Priya PatelTLDR:
Researchers have found that Google’s Gemini AI, specifically the large language model (LLM), is vulnerable to security threats that could result in the divulging of system prompts, the generation of harmful content, and indirect injection attacks. These vulnerabilities could impact consumers and companies using Google Workspace with Gemini Advanced or the LLM API. The vulnerabilities include leaking system prompts, generating misinformation, and leaking system information by passing repeated uncommon tokens as input. The findings highlight the need for testing models for prompt attacks, training data extraction, and more.
Researchers have identified vulnerabilities in Google’s Gemini AI large language model (LLM) that could expose prompts, generate harmful content, and carry out injection attacks. The vulnerabilities impact users of Google Workspace with Gemini Advanced and companies using the LLM API.

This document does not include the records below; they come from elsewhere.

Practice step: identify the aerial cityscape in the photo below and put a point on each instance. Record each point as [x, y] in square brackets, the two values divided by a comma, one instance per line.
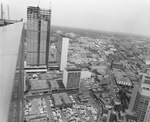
[52, 73]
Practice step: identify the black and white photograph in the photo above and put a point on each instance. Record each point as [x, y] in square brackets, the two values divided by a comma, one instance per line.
[74, 60]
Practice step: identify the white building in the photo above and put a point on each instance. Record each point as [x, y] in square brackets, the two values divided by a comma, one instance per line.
[85, 74]
[71, 78]
[62, 52]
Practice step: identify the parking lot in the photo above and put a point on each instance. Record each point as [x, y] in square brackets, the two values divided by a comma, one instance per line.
[44, 106]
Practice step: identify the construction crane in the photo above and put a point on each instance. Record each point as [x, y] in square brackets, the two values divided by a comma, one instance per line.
[2, 11]
[8, 11]
[4, 21]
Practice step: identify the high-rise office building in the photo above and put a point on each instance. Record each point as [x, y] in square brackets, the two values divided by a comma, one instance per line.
[38, 36]
[12, 72]
[62, 52]
[71, 78]
[140, 102]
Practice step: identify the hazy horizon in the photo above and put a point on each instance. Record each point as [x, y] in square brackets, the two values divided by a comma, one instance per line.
[125, 16]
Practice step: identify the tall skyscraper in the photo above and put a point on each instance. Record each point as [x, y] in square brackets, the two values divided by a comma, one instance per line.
[62, 52]
[12, 72]
[38, 35]
[71, 78]
[140, 102]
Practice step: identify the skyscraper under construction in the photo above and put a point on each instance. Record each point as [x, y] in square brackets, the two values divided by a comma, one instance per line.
[38, 35]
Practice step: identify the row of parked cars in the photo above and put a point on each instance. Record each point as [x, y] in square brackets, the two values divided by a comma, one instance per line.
[71, 114]
[28, 107]
[42, 105]
[56, 115]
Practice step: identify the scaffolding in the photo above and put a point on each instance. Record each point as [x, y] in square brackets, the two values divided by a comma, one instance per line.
[38, 36]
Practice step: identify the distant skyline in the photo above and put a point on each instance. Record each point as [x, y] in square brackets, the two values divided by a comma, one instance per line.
[127, 16]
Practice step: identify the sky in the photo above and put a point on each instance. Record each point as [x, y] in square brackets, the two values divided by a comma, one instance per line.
[127, 16]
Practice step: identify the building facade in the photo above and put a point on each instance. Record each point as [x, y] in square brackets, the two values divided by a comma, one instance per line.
[62, 52]
[12, 73]
[71, 78]
[38, 36]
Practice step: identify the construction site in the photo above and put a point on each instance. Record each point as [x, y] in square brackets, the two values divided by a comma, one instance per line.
[38, 36]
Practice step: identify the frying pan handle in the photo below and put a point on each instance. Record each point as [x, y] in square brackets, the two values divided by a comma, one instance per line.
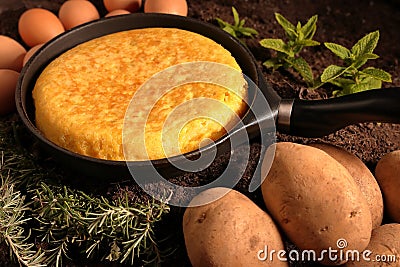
[316, 118]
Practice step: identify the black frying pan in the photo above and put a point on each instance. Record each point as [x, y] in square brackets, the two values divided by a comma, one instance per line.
[296, 117]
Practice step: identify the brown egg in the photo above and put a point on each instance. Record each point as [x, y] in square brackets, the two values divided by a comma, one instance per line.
[38, 25]
[73, 13]
[130, 5]
[8, 83]
[177, 7]
[30, 52]
[11, 54]
[117, 12]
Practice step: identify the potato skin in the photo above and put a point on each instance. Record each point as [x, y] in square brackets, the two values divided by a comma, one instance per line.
[363, 178]
[387, 172]
[315, 201]
[385, 240]
[229, 232]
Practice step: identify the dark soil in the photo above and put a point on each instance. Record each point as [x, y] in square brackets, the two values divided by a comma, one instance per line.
[339, 21]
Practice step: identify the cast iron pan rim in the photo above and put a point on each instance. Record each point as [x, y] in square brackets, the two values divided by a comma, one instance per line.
[187, 24]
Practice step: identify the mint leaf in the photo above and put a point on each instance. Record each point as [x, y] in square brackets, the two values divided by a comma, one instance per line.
[289, 28]
[360, 61]
[367, 84]
[310, 27]
[307, 42]
[366, 44]
[302, 67]
[332, 72]
[377, 74]
[338, 50]
[276, 44]
[222, 23]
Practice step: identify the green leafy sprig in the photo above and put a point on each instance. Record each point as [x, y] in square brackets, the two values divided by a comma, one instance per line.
[288, 52]
[349, 77]
[237, 29]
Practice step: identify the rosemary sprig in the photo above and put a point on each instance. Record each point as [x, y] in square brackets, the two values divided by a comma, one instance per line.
[12, 225]
[41, 220]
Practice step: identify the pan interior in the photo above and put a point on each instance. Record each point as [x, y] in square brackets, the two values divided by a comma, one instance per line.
[106, 26]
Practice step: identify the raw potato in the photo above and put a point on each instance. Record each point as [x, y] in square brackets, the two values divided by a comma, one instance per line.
[230, 231]
[385, 248]
[315, 200]
[387, 172]
[363, 178]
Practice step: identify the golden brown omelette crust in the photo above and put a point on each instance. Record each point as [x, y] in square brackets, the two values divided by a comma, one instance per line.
[81, 97]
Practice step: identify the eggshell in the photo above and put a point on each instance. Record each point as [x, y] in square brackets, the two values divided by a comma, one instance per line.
[73, 13]
[130, 5]
[177, 7]
[30, 52]
[8, 84]
[38, 25]
[117, 12]
[11, 54]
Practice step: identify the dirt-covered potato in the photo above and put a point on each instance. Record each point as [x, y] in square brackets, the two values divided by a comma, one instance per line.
[387, 172]
[315, 200]
[231, 231]
[384, 248]
[363, 178]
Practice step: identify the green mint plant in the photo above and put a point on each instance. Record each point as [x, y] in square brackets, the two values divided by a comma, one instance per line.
[288, 52]
[237, 29]
[349, 77]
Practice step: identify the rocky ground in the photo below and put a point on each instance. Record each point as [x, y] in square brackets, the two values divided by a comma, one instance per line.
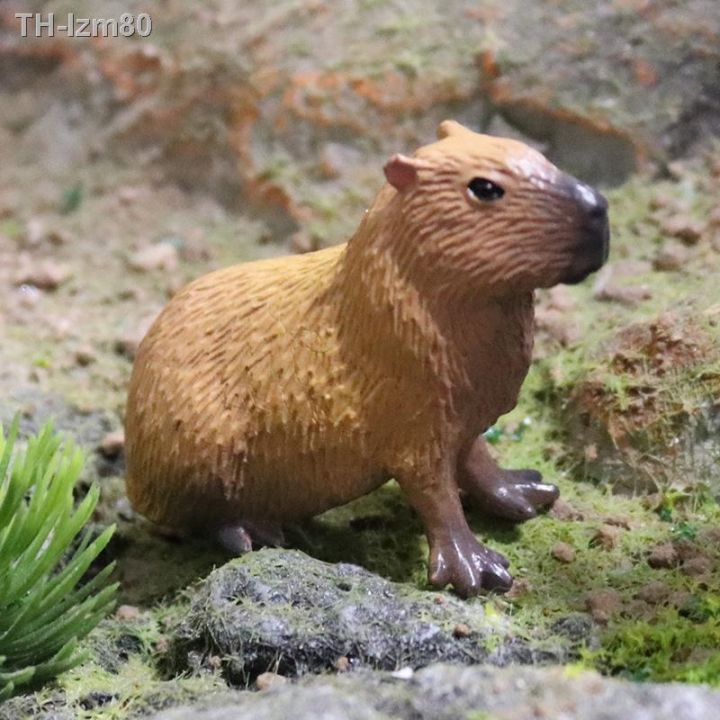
[131, 165]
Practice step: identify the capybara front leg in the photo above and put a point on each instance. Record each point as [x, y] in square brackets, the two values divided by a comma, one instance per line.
[511, 494]
[456, 557]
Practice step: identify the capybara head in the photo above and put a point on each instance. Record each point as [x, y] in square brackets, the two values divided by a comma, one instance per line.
[492, 215]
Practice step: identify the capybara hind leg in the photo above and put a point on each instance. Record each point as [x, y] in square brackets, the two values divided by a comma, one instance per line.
[239, 538]
[456, 557]
[511, 494]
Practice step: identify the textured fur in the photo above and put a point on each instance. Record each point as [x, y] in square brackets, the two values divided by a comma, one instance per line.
[273, 390]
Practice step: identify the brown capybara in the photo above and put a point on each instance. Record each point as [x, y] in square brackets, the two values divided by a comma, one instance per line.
[271, 391]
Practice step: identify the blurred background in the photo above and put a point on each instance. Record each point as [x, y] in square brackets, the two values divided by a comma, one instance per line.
[237, 130]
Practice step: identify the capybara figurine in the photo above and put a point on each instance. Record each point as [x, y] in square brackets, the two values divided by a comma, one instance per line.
[273, 390]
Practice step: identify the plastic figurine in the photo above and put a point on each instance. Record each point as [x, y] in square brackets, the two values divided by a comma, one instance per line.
[271, 391]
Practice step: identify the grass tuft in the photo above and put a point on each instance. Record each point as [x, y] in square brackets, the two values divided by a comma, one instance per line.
[45, 610]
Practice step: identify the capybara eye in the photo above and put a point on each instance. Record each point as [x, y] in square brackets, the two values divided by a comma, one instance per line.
[485, 190]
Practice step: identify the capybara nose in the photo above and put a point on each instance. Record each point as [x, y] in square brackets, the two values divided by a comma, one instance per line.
[593, 207]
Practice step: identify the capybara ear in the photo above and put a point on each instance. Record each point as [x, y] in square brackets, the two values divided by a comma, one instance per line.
[450, 127]
[401, 171]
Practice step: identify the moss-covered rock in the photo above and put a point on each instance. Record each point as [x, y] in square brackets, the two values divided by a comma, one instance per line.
[283, 611]
[444, 692]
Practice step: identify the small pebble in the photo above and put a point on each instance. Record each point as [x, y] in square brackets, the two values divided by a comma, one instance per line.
[606, 537]
[127, 613]
[684, 228]
[214, 662]
[160, 256]
[112, 444]
[654, 592]
[46, 275]
[85, 355]
[462, 630]
[671, 257]
[266, 681]
[697, 566]
[663, 556]
[603, 604]
[563, 552]
[563, 510]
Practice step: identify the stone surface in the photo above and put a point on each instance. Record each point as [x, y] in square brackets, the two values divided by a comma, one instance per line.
[444, 692]
[281, 610]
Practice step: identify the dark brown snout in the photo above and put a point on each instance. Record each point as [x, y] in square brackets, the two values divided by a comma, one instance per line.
[593, 227]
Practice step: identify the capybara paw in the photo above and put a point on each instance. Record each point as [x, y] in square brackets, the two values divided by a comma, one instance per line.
[239, 538]
[518, 495]
[469, 567]
[235, 539]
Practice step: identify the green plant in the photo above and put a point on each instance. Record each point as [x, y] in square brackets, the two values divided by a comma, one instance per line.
[44, 610]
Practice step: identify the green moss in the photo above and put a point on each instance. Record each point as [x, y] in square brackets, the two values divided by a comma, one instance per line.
[674, 646]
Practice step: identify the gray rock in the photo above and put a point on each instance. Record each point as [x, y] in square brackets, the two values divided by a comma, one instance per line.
[283, 611]
[445, 692]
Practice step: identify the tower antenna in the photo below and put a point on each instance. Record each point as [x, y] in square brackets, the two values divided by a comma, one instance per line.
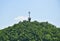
[29, 19]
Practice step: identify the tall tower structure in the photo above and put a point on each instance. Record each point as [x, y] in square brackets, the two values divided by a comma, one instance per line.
[29, 18]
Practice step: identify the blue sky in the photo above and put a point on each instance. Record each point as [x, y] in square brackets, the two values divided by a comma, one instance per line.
[12, 11]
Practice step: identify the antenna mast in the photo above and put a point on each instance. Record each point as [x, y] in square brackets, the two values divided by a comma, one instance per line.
[29, 19]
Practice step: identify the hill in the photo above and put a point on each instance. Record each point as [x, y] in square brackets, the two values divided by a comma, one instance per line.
[30, 31]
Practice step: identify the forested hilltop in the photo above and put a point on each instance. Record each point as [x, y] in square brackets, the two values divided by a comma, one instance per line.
[30, 31]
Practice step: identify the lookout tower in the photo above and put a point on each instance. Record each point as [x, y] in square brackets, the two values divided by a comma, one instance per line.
[29, 18]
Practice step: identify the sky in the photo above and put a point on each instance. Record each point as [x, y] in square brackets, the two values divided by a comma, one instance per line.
[13, 11]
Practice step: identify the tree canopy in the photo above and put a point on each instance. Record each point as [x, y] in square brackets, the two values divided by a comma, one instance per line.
[30, 31]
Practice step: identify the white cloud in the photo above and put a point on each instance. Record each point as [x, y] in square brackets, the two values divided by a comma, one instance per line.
[21, 18]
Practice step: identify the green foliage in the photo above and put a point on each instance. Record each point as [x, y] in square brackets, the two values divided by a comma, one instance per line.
[30, 31]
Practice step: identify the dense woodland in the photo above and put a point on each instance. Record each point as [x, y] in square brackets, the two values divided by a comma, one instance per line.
[30, 31]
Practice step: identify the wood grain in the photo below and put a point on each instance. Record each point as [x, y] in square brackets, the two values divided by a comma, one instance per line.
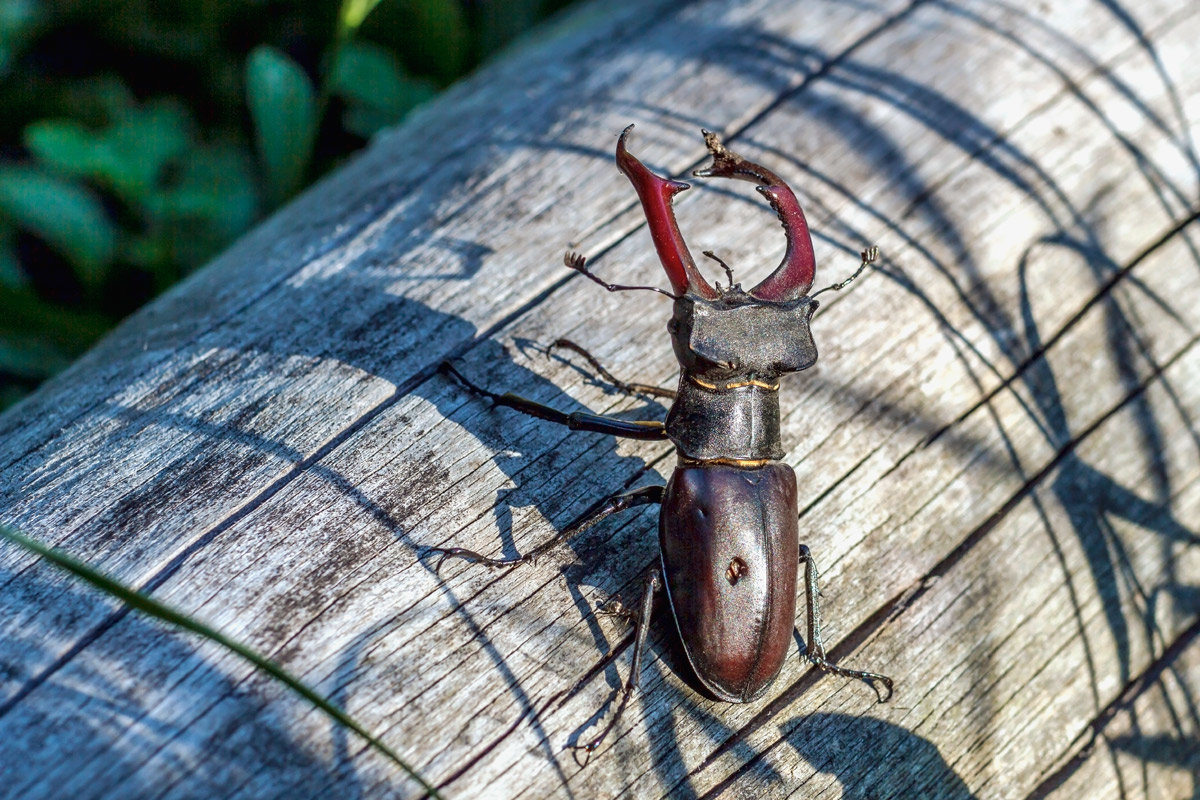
[997, 452]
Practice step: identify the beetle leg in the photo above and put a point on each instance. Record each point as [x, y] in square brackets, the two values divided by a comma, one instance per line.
[621, 385]
[606, 507]
[651, 584]
[869, 257]
[649, 429]
[816, 653]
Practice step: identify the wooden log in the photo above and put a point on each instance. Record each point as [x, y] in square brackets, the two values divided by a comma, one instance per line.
[997, 452]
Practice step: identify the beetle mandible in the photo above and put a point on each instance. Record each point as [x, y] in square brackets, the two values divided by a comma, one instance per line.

HiddenLayer found vulnerabilities related to leaking system prompts, generating misinformation about topics like elections, and leaking system information by passing repeated uncommon tokens as input. These vulnerabilities highlight the importance of testing models for prompt attacks, training data extraction, and model manipulation.
The disclosure of these vulnerabilities comes in the wake of a novel model-stealing attack by academics from various institutions, emphasizing the need for safeguards against prompt injection, jailbreaking, and other adversarial behaviors. Google has stated that they are continuously improving safeguards and restricting responses to election-related queries as a precaution.